After explaining those background details, as well as the management’s resulting lack of responsiveness during those initial weeks, Simmons added that daily meetings are now being held and daily fliers are being published to inform residents about important updates to the buildings’ condition and essential services.

Even as they welcomed the rent refunds, some Knickerbocker Village tenants who attended Tuesday’s meeting were not impressed by what they heard.

“The speech was a lot of hot air,” said Manuela Kruger, 73, who has lived in an 11th-floor apartment at the complex for the past eight years. She was more concerned with the difficulties she and other residents continue to face, even as so many buildings throughout the city have recovered from Sandy’s impact.

Kruger explained that, since the elevators in her building still didn’t work at that point, she’d been forced to walk up and down the stairs every day to get to her job at a major book publishing company — only to come home at night to an apartment without heat.

“It’s dispiriting, and the quality of life is just very poor” she said.

Kruger went on to say that while she never planned to join a rent strike that many angry tenants attempted to organize over the course of the past week, she made the choice to continue paying mainly because she believes that funds shouldn’t be withheld when they’re needed for the building to keep repairing and functioning.

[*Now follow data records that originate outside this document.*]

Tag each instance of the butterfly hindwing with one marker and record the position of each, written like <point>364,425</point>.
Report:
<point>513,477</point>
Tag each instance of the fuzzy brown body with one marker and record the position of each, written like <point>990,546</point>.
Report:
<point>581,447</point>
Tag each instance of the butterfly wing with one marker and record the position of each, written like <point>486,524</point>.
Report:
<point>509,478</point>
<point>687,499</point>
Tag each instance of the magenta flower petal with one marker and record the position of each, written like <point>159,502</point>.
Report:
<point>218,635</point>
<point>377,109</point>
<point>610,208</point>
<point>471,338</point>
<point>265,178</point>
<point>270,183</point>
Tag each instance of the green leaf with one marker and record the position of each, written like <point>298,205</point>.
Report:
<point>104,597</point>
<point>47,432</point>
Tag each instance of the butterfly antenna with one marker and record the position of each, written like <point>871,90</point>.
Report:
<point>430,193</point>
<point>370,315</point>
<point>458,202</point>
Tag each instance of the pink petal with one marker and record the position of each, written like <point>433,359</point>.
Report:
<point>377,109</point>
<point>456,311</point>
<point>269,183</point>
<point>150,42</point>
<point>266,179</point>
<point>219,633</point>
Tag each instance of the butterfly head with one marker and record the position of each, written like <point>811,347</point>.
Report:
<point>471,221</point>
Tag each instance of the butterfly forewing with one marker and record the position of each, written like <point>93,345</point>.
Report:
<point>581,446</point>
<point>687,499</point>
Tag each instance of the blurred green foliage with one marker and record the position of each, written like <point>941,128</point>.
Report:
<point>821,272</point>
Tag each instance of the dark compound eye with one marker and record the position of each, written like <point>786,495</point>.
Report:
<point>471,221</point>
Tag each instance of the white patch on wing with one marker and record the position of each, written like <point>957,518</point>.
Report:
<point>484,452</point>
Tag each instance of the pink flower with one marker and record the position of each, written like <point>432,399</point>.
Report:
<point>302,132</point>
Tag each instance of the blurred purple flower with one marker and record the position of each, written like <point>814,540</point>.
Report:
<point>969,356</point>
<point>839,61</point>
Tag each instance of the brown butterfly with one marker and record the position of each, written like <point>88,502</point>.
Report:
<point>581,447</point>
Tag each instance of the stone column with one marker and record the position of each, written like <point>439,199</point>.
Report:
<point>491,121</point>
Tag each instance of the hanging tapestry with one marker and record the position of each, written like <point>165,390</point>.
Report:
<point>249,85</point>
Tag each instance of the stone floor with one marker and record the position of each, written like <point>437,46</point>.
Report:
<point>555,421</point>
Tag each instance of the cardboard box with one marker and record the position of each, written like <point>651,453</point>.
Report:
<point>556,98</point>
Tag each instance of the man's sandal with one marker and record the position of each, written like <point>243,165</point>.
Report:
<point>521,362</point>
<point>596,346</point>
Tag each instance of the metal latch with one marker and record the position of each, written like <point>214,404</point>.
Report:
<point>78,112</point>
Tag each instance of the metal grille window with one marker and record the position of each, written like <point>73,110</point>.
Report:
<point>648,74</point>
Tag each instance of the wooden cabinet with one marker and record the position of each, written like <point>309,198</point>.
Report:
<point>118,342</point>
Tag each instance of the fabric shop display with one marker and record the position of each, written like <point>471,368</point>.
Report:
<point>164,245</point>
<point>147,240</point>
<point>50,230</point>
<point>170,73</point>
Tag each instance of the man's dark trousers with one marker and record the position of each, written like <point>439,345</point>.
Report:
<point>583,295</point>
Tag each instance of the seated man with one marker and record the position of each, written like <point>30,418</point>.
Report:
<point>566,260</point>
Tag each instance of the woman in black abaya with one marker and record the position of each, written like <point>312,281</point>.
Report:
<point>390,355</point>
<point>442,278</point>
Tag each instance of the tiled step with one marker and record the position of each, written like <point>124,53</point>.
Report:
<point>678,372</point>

Another resident, who has lived in Knickerbocker Village for 40-plus years, said that he found Tuesday’s meeting informative, but added that it should’ve happened at least a week earlier.

“And it probably only happened now because we inundated our elected officials and ended up getting all this media attention,” said the resident, who declined to give his name because he works for the city.

When asked about what the living conditions within the complex have been over the past couple of weeks, he only said, “It’s worse than being in the Army — and I’ve been in the Army.”

Ann Valentino, 64, a 35-year resident of the complex, also said that she took issue with the fact that the building’s ownership was coming out with so much information now, after withholding the details for so long.

“We never saw them for the first two weeks, and now all of a sudden they’re coming with all these fliers and updates,” Valentino said. “It’s just because we stuck out, and now everyone’s watching.”

She said that her knees have been killing her after walking up and down the stairs to her 10th-floor apartment each day, but added that she and many of her neighbors were able to band together throughout the crisis in order to help those who needed supplies.

“I must’ve given away 15 flashlights,” Valentino said. “It was tough, but this is still a neighborhood, so we stick together.”

One person who was, in fact, impressed by Simmons’s speech on Tuesday night was Victor Papa, president of the Two Bridges Neighborhood Council, which has supported thousands of area residents — including those at Knickerbocker Village — with donations and deliveries since the storm hit.

Papa acknowledged that Knickerbocker’s ownership had initially been too tight-lipped. But he gave Simmons and AREA credit for finally admitting to their communicative shortcomings, as well as explaining the severe problems that forced them to wait so long before pumping out water from the basement.

“They redeemed themselves,” he said. “They regained my respect.”